Consider the actual events from yesterday. Liverpool took a battering at Manchester United, losing 3-0. After they were already 1-0 down (and were fortunate Steve Bennett didn't give a penalty and send off Carragher after he fouled Rooney when clean through), Maschereno received a second yellow card for dissent. According to the laws of the game:
A player who is guilty of dissent by protesting (verbally or non-verbally) against a referee’s decision must be cautioned.
As far as i'm aware, no-one is genuinely under the impression that Bennett made a wrong decision. This wasn't a one man vendetta that over-applied the laws of the game to the understandable bemusement of the player in question - that happened to Everton last season, and I don't remember the press making a big deal about it. Yet this morning the BBC, SKY, and the smattering of newspapers I've flicked through, lead with it.
The real stories in the Premier League at the moment are: (i) relegation battle; (ii) title battle (between Man United, Arsenal and Chelsea); (iii) the race for fourth (between Everton and Liverpool), and it's by artificially creating "Grand Slam Sunday" and pretending that Liverpool are involved in (ii) rather than (iii), that we gloss over one of the most fascinating, intruiging battles in recent times. Shed in that light, this mornings press might have put more attention on an actual refereering mistake which saw Yakubu's second against West Ham wrongly disallowed. And that might have jogged a few memories to Andy Johnson's winner against Blackburn - again, wrongly disallowed. It might even prompt someone to wonder why Everton haven't been awarded a penalty in the Premier League all season.

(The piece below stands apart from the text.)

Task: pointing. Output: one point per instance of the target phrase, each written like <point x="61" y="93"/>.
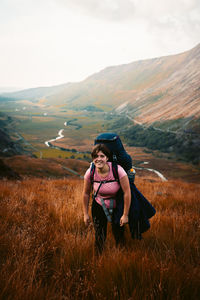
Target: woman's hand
<point x="123" y="220"/>
<point x="86" y="219"/>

The mainstream media are systematically treating the so-called "Big Four" as being worthy of more time and attention than other teams in the Premier League, and this has the potential to actually influence what happens on the pitch. Even Rafa Benitez is clued up enough to realise that Bennett made the correct decision, it's pretty obvious that his post match comments have one eye firmly on the Derby (and attempting to influence the referee's handling). What annoys me is that the media play along, supporting the view that our Champion's League representatives deserve special treatment. Do I exaggerate? today a Daily Mirror columnist (I can't find it online) made the argument that Steve Bennett shouldn't have ruined such an important match by sending off a player so early. At half time Richard Keys said that the match was ruined for the neutral. In other words, the referee should have shown leniency purely because it was "Grand Slam Sunday".
For those paying attention, a weekend of proper refereeing would see Everton and Liverpool joint fourth going into the Derby. As it stands, I wouldn't be at all surprised to see yet another Derby decided by awful refereeing, swept under the carpet and stored in the great video vault labeled "non Super Sunday". Bitter? Perhaps. But at least I'm not deluded.
I’ve never understood the argument that a referee should ignore the rules in order to make a game a contest; you may as well castigate the team that is 4-0 up at half-time for ruining the match for those neutrals expecting a tight second half.
No, file that rubbish alongside the nonsense about some players needing “protection” from the referee, rather than a referee simply fairly applying the laws of the game whenever he sees any infringements, regardless who the player is.
Posted by: Quinn | March 24, 2008 at 05:09 PM
"A player who is guilty of dissent by protesting (verbally or non-verbally) against a referee’s decision must be cautioned."
I'd love to see dissent eradicated from the game, so I'd have no complaints if this law was actually applied on a consistent basis, and if Mascherano's sending off was the start of this I'd be less annoyed by it. But it won't be, because it was the result of Steve Bennett losing his head, as evidenced by his bizarre booking of Torres in the seconds before. Basically, Liverpool have been punished for what Ashley Cole did, so how you can try to spin all this into evidence of a pro-Liverpool bias I do not know, while making excuses for James McFadden suggests you're some way from consistency on this subject yourself.
As for the derby, I see you're getting your excuses in early! Who knows how it'll turn out, Everton have had an excellent season and we'll be deprived of a certain brilliant Argentinian so anything could happen.